Correct way to bulk insert / merge nodes and edges

I've been using neo4j with py2neo for a couple of weeks now, and up to now it was fine to just do single node transactions, so I would have different node types

class NodeA(GraphObject):
  ...

class NodeB(GraphObject):
  ...

# create some nodes from data and simply save them one by one
for data in dataset:
  node_a = NodeA(data)
  node_b = NodeB(data)

  if x:
    node_a.related_to_b.add(node_b)

  g.merge(node_b)
  g.merge(node_a)

Nothing fancy. However, I'm starting to get more nodes and connections, and single transactions don't really work anymore, as expected. I've been looking for ways to do bulk inserts, but can't find any good ressources. The best I've managed to accomplish is using unwind_merge_nodes_query, which has two issues:

isn't that fast (~5 seconds for 700 very basic nodes on my laptop)
edges need to be handled separately
it requires keeping track of all the node ids to be able to handle edge connections

I've been writing functions to handle the above mentioned points, but I feel like I'm missing something and that there's a simpler way to handle batches of data

Solution

The unwind_merge_nodes_query function isn't generally intended to be used directly, although you can do so.
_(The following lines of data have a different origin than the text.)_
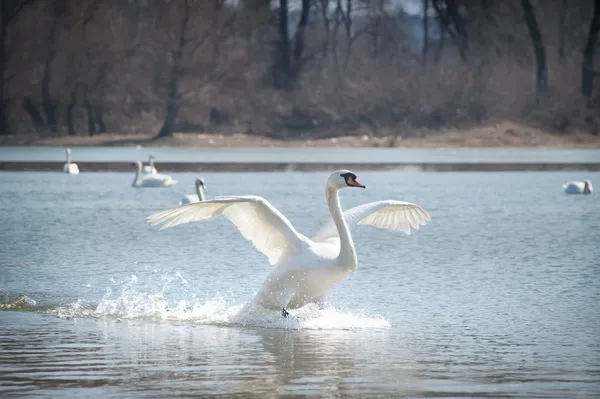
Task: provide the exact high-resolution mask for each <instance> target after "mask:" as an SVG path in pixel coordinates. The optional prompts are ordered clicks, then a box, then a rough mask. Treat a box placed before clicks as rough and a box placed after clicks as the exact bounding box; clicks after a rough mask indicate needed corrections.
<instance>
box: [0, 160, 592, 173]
mask: <svg viewBox="0 0 600 399" xmlns="http://www.w3.org/2000/svg"><path fill="white" fill-rule="evenodd" d="M63 165H64V162H35V161H23V162H18V161H0V171H19V172H26V171H36V172H56V171H61V170H62V168H63ZM78 165H79V169H80V171H81V172H128V173H131V172H132V171H133V167H132V163H131V162H83V163H81V162H80V163H78ZM336 169H351V170H361V171H367V170H398V171H418V172H550V171H553V172H556V171H561V172H600V162H577V163H554V162H485V163H484V162H453V163H448V162H404V163H395V162H371V163H352V162H344V163H335V162H161V163H160V171H161V172H199V171H202V172H284V171H288V172H289V171H297V172H314V171H331V170H336Z"/></svg>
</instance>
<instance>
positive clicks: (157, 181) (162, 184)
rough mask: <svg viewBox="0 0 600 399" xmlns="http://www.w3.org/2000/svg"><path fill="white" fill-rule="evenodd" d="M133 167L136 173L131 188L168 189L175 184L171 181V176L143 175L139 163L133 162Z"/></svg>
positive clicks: (131, 185) (157, 175) (159, 175)
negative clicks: (136, 187) (141, 187)
mask: <svg viewBox="0 0 600 399" xmlns="http://www.w3.org/2000/svg"><path fill="white" fill-rule="evenodd" d="M133 165H134V166H136V167H137V171H136V173H135V178H134V179H133V183H131V187H170V186H173V185H175V184H177V180H173V179H172V178H171V176H167V175H161V174H149V175H143V174H142V163H141V162H140V161H135V162H134V163H133Z"/></svg>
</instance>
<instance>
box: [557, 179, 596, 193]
mask: <svg viewBox="0 0 600 399" xmlns="http://www.w3.org/2000/svg"><path fill="white" fill-rule="evenodd" d="M563 188H564V189H565V193H567V194H591V193H592V191H593V189H594V188H593V187H592V182H591V181H589V180H583V181H571V182H568V183H565V184H563Z"/></svg>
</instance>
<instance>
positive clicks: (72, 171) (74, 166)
mask: <svg viewBox="0 0 600 399" xmlns="http://www.w3.org/2000/svg"><path fill="white" fill-rule="evenodd" d="M65 152H66V153H67V163H66V164H65V165H64V166H63V173H67V174H69V175H78V174H79V167H78V166H77V164H76V163H74V162H71V149H70V148H67V149H66V150H65Z"/></svg>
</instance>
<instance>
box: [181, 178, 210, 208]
mask: <svg viewBox="0 0 600 399" xmlns="http://www.w3.org/2000/svg"><path fill="white" fill-rule="evenodd" d="M195 186H196V194H188V195H186V196H185V197H183V198H182V199H181V201H179V205H187V204H193V203H195V202H200V201H206V197H205V196H204V179H203V178H201V177H200V178H198V179H196V184H195Z"/></svg>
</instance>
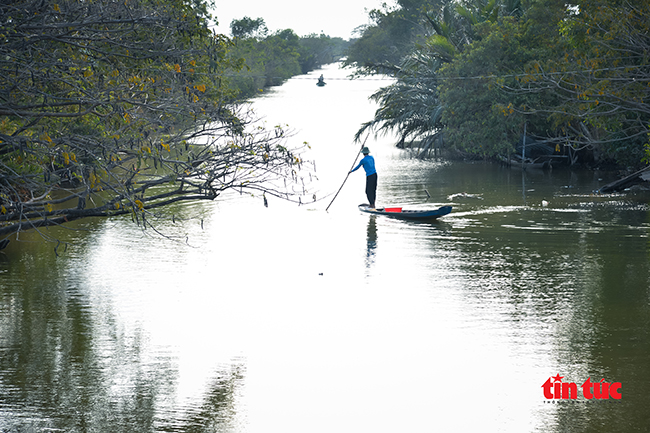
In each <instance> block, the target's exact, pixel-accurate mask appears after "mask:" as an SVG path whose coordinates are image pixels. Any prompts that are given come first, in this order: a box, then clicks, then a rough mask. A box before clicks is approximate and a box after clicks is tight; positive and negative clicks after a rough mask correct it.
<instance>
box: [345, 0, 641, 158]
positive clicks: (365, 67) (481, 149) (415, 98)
mask: <svg viewBox="0 0 650 433" xmlns="http://www.w3.org/2000/svg"><path fill="white" fill-rule="evenodd" d="M399 12H400V10H399V9H396V10H391V11H388V10H384V11H373V13H371V17H373V18H374V19H375V25H373V26H369V27H368V28H366V29H365V31H364V33H363V35H362V37H361V39H359V40H358V41H357V42H356V43H355V44H354V45H353V47H352V50H351V52H353V56H352V57H351V58H350V59H349V60H348V63H351V64H356V65H358V66H359V67H361V68H362V71H365V72H378V71H382V72H390V73H392V74H394V75H395V77H396V78H397V80H398V82H397V83H396V84H395V85H393V86H390V87H389V88H387V89H382V90H381V91H380V92H378V93H377V95H375V97H376V99H377V100H378V101H379V102H380V104H381V108H380V109H379V110H377V112H376V115H375V119H373V120H372V121H371V122H368V123H366V124H365V125H363V126H362V129H361V130H360V132H361V131H363V130H365V129H366V128H368V127H371V126H372V127H377V126H379V125H384V126H385V127H390V128H391V129H394V130H397V131H400V132H405V131H408V130H409V129H410V125H412V117H409V116H404V113H420V114H419V117H420V118H421V117H422V115H423V114H425V113H427V112H430V113H439V112H440V111H441V110H442V117H441V119H438V120H437V121H436V122H435V123H431V124H430V128H431V129H430V131H429V132H430V133H437V132H439V130H440V128H441V127H443V128H444V133H445V140H446V143H447V145H449V146H451V147H454V148H456V149H459V150H462V151H464V152H469V153H473V154H477V155H481V156H482V157H494V156H497V155H502V154H507V153H509V152H511V151H512V150H513V146H514V144H515V143H517V142H518V141H519V136H520V135H521V133H522V132H523V125H524V124H526V125H527V130H528V132H529V133H530V134H532V135H534V136H537V137H538V138H542V139H545V140H546V141H547V142H550V143H553V144H555V145H556V146H555V147H556V149H560V150H562V149H563V148H569V150H570V151H571V152H573V151H575V150H579V149H586V150H592V151H593V153H594V154H598V155H606V156H609V157H611V158H613V159H615V160H616V161H618V162H619V163H624V164H627V165H638V164H639V162H640V160H641V159H642V155H643V152H646V154H647V152H648V150H647V149H650V146H648V133H649V132H650V129H649V128H650V109H649V108H648V102H647V101H649V100H650V94H649V93H650V86H648V85H647V83H648V80H649V76H650V65H649V63H648V62H649V61H650V60H649V58H650V56H648V52H649V51H650V37H649V36H648V35H649V34H650V28H649V26H650V24H648V23H650V20H649V19H648V18H649V17H650V5H648V4H646V3H639V4H637V3H629V2H620V1H617V0H584V1H581V2H580V4H579V7H571V6H568V5H567V4H566V2H563V1H560V0H529V1H526V2H521V1H519V0H501V1H499V0H466V1H461V2H452V1H445V2H443V4H440V5H437V6H436V7H430V8H428V9H426V10H424V11H423V10H420V12H424V13H423V14H422V17H423V20H420V21H419V22H420V24H422V23H425V24H426V25H427V26H428V28H429V29H430V31H431V33H430V34H428V35H424V36H423V37H421V38H411V39H410V43H409V44H410V45H409V46H408V48H406V49H403V50H401V55H402V57H401V58H402V59H406V60H402V61H400V62H395V59H394V58H390V57H389V55H388V53H387V52H386V49H387V47H389V46H391V45H390V44H389V41H394V40H395V39H394V38H391V36H390V35H391V24H392V23H394V22H397V18H396V17H397V16H398V15H399ZM382 38H386V39H382ZM409 58H419V59H421V65H422V66H419V67H418V70H417V72H416V73H410V74H409V73H405V71H406V70H407V69H405V68H404V67H403V66H404V65H403V63H404V62H405V61H407V59H409ZM426 59H429V60H428V61H427V60H426ZM382 62H383V63H382ZM386 62H395V63H394V64H395V65H399V66H394V65H391V64H388V63H386ZM426 64H429V65H431V66H424V65H426ZM441 65H443V66H442V67H441ZM398 93H401V94H399V95H398ZM414 93H419V97H414V96H413V94H414ZM423 101H426V102H423ZM425 106H428V109H427V108H426V107H425ZM442 107H444V109H442ZM400 122H401V123H400ZM418 134H419V135H423V134H425V133H424V131H423V130H420V131H418ZM644 149H645V150H644ZM647 159H650V154H647ZM635 162H636V163H635Z"/></svg>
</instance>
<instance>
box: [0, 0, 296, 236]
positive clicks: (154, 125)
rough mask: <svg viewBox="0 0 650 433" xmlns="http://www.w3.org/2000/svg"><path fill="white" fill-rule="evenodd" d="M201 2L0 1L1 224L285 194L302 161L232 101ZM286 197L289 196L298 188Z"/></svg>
mask: <svg viewBox="0 0 650 433" xmlns="http://www.w3.org/2000/svg"><path fill="white" fill-rule="evenodd" d="M209 18H210V17H209V15H208V14H207V5H206V4H205V3H203V2H201V1H189V0H188V1H184V0H128V1H125V2H114V1H110V0H96V1H93V2H86V1H80V0H61V1H58V2H42V1H40V0H27V1H25V0H21V1H6V2H3V3H2V4H1V5H0V20H1V26H0V27H1V30H0V33H1V34H0V236H4V237H5V238H6V236H8V235H9V234H11V233H14V232H18V231H21V230H27V229H38V228H40V227H44V226H50V225H59V224H64V223H66V222H69V221H72V220H75V219H79V218H84V217H89V216H102V217H106V216H111V215H120V214H132V215H133V216H134V219H135V220H136V221H138V222H139V223H143V224H149V220H150V219H149V216H150V215H152V212H153V210H154V209H156V208H161V207H164V206H166V205H169V204H171V203H174V202H179V201H187V200H200V199H208V200H211V199H214V198H216V197H217V196H218V195H219V194H220V193H221V192H223V191H225V190H227V189H231V188H237V189H240V190H242V191H243V190H248V191H252V192H255V191H259V192H261V193H264V194H271V195H277V196H281V197H283V198H289V199H290V198H291V197H295V196H297V195H300V194H302V193H303V190H302V187H301V188H299V189H297V190H296V191H295V194H294V191H293V190H292V189H291V187H289V189H285V187H284V183H285V180H286V179H287V178H289V179H293V180H296V179H298V173H299V170H300V168H302V166H303V161H302V159H301V157H300V155H299V151H298V150H291V149H288V148H287V147H286V146H285V145H284V141H285V138H286V133H285V131H284V130H282V128H279V127H276V128H272V129H271V130H266V129H264V128H262V127H260V126H255V127H252V128H251V122H252V121H253V120H254V119H253V118H252V117H251V116H250V115H249V114H248V112H247V111H246V110H244V109H241V110H238V109H237V108H236V107H235V106H234V105H233V98H234V92H233V91H232V90H231V89H230V88H229V87H228V85H227V81H226V79H225V78H222V77H224V76H227V75H228V73H229V72H230V71H232V70H237V69H239V68H241V62H240V61H237V60H233V59H231V60H229V56H228V55H227V54H228V50H229V47H230V41H229V40H228V39H227V38H225V37H223V36H221V35H216V34H213V33H211V31H210V30H209V29H208V26H207V22H208V19H209ZM296 200H298V199H296Z"/></svg>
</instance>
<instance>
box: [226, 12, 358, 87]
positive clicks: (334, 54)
mask: <svg viewBox="0 0 650 433" xmlns="http://www.w3.org/2000/svg"><path fill="white" fill-rule="evenodd" d="M245 19H246V18H245ZM247 19H248V20H250V18H247ZM241 21H243V20H241ZM253 21H254V22H263V20H262V19H261V18H258V19H257V20H253ZM235 22H239V21H236V20H235V21H233V23H235ZM245 34H246V35H247V33H245ZM234 41H235V46H234V47H233V49H232V50H231V52H230V58H231V59H241V61H242V62H243V65H244V69H243V71H241V72H239V71H236V70H233V71H232V73H231V74H229V75H230V81H229V82H230V83H231V84H232V86H234V87H235V88H237V89H238V90H239V97H240V98H249V97H251V96H254V95H256V94H258V93H259V92H261V91H262V90H263V89H264V88H265V87H269V86H277V85H280V84H282V83H283V82H284V81H285V80H287V79H288V78H291V77H293V76H294V75H298V74H300V73H307V72H309V71H311V70H313V69H316V68H318V67H320V66H322V65H323V64H326V63H331V62H334V61H336V60H338V59H339V58H340V56H341V55H342V53H343V50H344V47H345V45H346V42H345V41H343V40H342V39H341V38H330V37H329V36H326V35H322V34H321V35H319V36H316V35H309V36H306V37H302V38H301V37H299V36H298V35H296V34H295V33H294V32H293V30H291V29H285V30H280V31H277V32H275V33H273V34H271V35H267V36H265V37H251V36H245V37H235V38H234Z"/></svg>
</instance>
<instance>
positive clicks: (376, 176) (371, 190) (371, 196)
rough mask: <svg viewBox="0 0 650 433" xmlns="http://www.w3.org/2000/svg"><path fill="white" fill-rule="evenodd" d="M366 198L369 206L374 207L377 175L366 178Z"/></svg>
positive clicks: (376, 192) (367, 177) (376, 195)
mask: <svg viewBox="0 0 650 433" xmlns="http://www.w3.org/2000/svg"><path fill="white" fill-rule="evenodd" d="M366 197H368V202H369V203H370V205H371V206H374V205H375V199H376V198H377V173H373V174H371V175H370V176H366Z"/></svg>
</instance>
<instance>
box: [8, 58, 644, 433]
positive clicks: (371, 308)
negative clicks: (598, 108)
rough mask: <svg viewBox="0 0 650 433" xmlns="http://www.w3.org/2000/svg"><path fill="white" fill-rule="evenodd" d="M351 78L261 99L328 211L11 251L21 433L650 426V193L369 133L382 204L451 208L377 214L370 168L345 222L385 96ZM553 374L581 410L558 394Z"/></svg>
mask: <svg viewBox="0 0 650 433" xmlns="http://www.w3.org/2000/svg"><path fill="white" fill-rule="evenodd" d="M321 73H323V74H324V75H325V79H326V81H327V83H328V84H327V86H325V87H323V88H319V87H317V86H315V83H316V77H317V76H319V75H320V74H321ZM348 73H349V72H348V71H341V70H339V69H338V68H337V66H336V65H330V66H328V67H326V68H324V69H323V70H319V71H314V72H312V73H311V74H309V75H308V76H300V77H296V78H294V79H291V80H289V81H288V82H287V83H286V84H284V85H283V86H282V87H279V88H276V89H274V90H272V91H270V92H267V94H264V95H262V96H261V97H260V98H258V99H256V100H255V101H254V104H253V105H254V107H255V109H256V110H257V111H258V112H259V113H260V114H261V115H264V116H266V117H267V121H268V122H269V123H270V124H274V123H279V122H283V123H288V124H289V125H290V126H291V127H293V128H294V129H295V136H294V137H293V138H292V139H291V140H292V142H295V143H300V142H302V141H307V142H309V143H310V145H311V148H312V150H311V151H310V153H309V155H308V157H309V158H313V159H314V160H315V161H316V176H317V177H318V179H316V178H314V179H313V181H314V182H313V183H314V188H315V189H314V192H315V193H316V195H317V198H318V201H317V202H315V203H311V204H308V205H303V206H297V205H294V204H288V203H284V202H282V201H280V200H278V199H273V198H269V206H268V208H267V207H264V206H263V201H262V198H261V197H250V196H239V195H238V194H234V195H228V196H225V197H222V198H220V199H218V200H217V201H215V202H213V203H200V204H196V205H192V206H185V207H178V208H175V209H172V210H171V211H170V212H173V213H174V215H175V216H174V222H173V223H172V222H168V223H167V224H165V225H163V226H161V230H162V232H163V234H164V235H165V236H166V237H164V236H161V235H159V234H156V233H154V232H153V231H151V230H148V231H142V230H141V229H140V228H138V227H137V226H136V225H134V224H133V223H132V222H131V220H130V219H128V218H117V219H112V220H88V221H83V222H81V223H79V224H77V225H75V226H73V230H69V229H68V230H54V229H50V230H49V231H47V233H46V235H49V236H53V237H56V238H59V239H62V240H64V241H66V242H68V247H67V249H64V247H63V246H60V247H59V248H58V250H57V251H58V257H57V255H56V254H55V253H54V246H56V244H53V243H48V242H43V241H42V240H41V238H40V237H39V236H38V235H36V234H33V233H31V234H30V233H23V234H21V235H20V242H17V241H16V240H13V241H12V242H11V244H10V246H9V247H8V248H7V249H5V250H3V251H2V252H0V432H3V433H5V432H7V433H8V432H12V433H13V432H28V431H38V432H41V431H51V432H53V431H61V432H235V433H261V432H265V433H266V432H282V433H292V432H296V433H298V432H300V433H303V432H328V433H331V432H341V433H347V432H350V433H352V432H354V433H358V432H373V433H377V432H386V433H388V432H390V433H394V432H434V431H441V432H452V431H453V432H465V431H484V432H583V431H620V432H628V431H629V432H632V431H648V429H649V428H650V411H648V410H647V408H648V407H650V397H649V395H650V392H649V391H648V384H649V383H650V290H649V288H650V260H649V259H650V256H649V239H648V236H649V234H650V220H649V212H648V211H649V207H648V199H649V196H648V193H647V192H646V193H644V192H631V191H630V192H625V193H622V194H615V195H606V196H595V195H593V194H592V191H593V190H595V189H596V188H598V187H599V186H601V185H603V184H605V183H607V182H608V181H611V180H613V177H612V174H610V173H599V172H592V171H580V170H569V169H560V168H556V169H554V170H553V171H551V172H541V171H540V172H536V171H529V172H521V171H517V170H511V169H507V168H504V167H500V166H497V165H493V164H486V163H469V162H465V163H463V162H448V161H445V160H427V161H422V160H418V159H414V158H411V157H410V156H409V155H408V154H406V153H405V152H403V151H400V150H397V149H395V147H394V145H393V143H394V139H392V138H391V137H379V138H374V137H370V138H369V139H368V142H367V145H368V146H369V147H370V149H371V152H372V154H373V155H374V156H375V158H376V161H377V168H378V172H379V188H378V201H377V202H378V204H379V205H396V206H403V207H404V208H415V209H417V208H435V207H437V206H440V205H443V204H450V205H452V206H453V208H454V210H453V212H452V214H450V215H447V216H445V217H444V218H442V219H440V220H438V221H437V222H435V223H413V222H404V221H399V220H392V219H388V218H383V217H375V216H369V215H367V214H362V213H360V212H359V211H358V209H357V208H356V205H357V204H359V203H362V202H365V201H366V199H365V196H364V193H363V189H364V176H363V171H362V170H361V171H359V172H355V173H353V174H352V175H351V176H350V177H349V179H348V181H347V183H345V186H344V187H343V189H342V190H341V193H340V194H339V196H338V197H337V198H336V200H335V201H334V202H333V204H332V205H331V207H330V209H329V211H327V212H326V211H325V208H326V207H327V205H328V204H329V203H330V201H331V199H332V198H333V194H334V193H335V192H336V190H337V189H338V188H339V186H340V185H341V183H342V182H343V179H344V178H345V176H346V173H347V171H348V170H349V169H350V167H351V165H352V162H353V161H354V159H355V157H356V153H357V150H358V144H353V143H352V137H353V134H354V132H355V131H356V129H357V128H358V127H359V125H360V123H361V122H364V121H367V120H369V119H370V118H371V117H372V114H373V112H374V110H375V108H376V107H375V106H374V105H373V104H372V103H370V102H369V101H368V99H367V97H368V96H369V95H370V94H371V93H372V92H373V91H374V90H375V89H377V88H378V87H379V86H382V85H386V84H387V83H388V81H385V80H384V81H381V80H355V81H350V80H347V79H345V77H346V75H347V74H348ZM429 196H430V197H429ZM556 375H560V376H562V377H563V378H562V379H561V381H562V383H576V384H577V388H578V389H579V395H578V398H576V399H562V398H547V396H545V395H544V388H543V385H544V384H545V382H546V381H547V380H549V379H550V378H551V377H554V376H556ZM587 379H590V380H591V381H592V382H601V381H602V380H604V382H607V383H611V384H614V383H620V384H621V387H620V389H619V391H620V394H621V398H620V399H618V398H614V396H615V394H611V395H612V396H611V398H609V399H604V398H600V399H596V398H592V399H587V398H586V397H585V396H584V395H583V392H582V387H581V385H582V384H583V383H584V382H585V381H586V380H587ZM553 383H555V382H553ZM558 383H559V382H558ZM599 386H600V385H599ZM612 387H613V385H612ZM599 389H600V388H599ZM553 390H554V388H553Z"/></svg>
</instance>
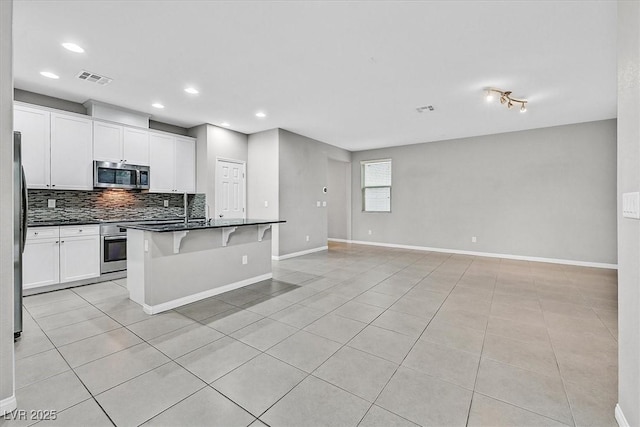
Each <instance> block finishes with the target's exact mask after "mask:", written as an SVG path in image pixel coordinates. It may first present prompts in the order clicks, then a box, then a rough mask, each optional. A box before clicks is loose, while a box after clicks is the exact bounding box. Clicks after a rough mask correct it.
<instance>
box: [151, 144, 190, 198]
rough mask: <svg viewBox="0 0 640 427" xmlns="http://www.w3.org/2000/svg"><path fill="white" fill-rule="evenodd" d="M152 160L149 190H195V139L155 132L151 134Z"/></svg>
mask: <svg viewBox="0 0 640 427" xmlns="http://www.w3.org/2000/svg"><path fill="white" fill-rule="evenodd" d="M149 163H150V167H151V171H150V175H151V178H150V184H151V185H150V188H149V191H151V192H156V193H184V192H187V193H195V190H196V143H195V140H194V139H193V138H187V137H180V136H175V137H174V136H169V135H164V134H154V133H152V134H151V135H150V137H149Z"/></svg>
Usually, you'd want to use the functions from the py2neo.bulk module instead, which wrap these functions.

Either way though, that nuance is unlikely to help much with your specific problems. As a client-side library, py2neo can only carry out operations exposed by the Neo4j server and, unfortunately, there exists no good (low level) way to import non-trivial bulk data from the client. Py2neo can't fix that.

If performance is your goal, your best bet might be to instead use a LOAD CSV Cypher statement. Note though that to do this, your input data file will need to be on our visible to the server directly.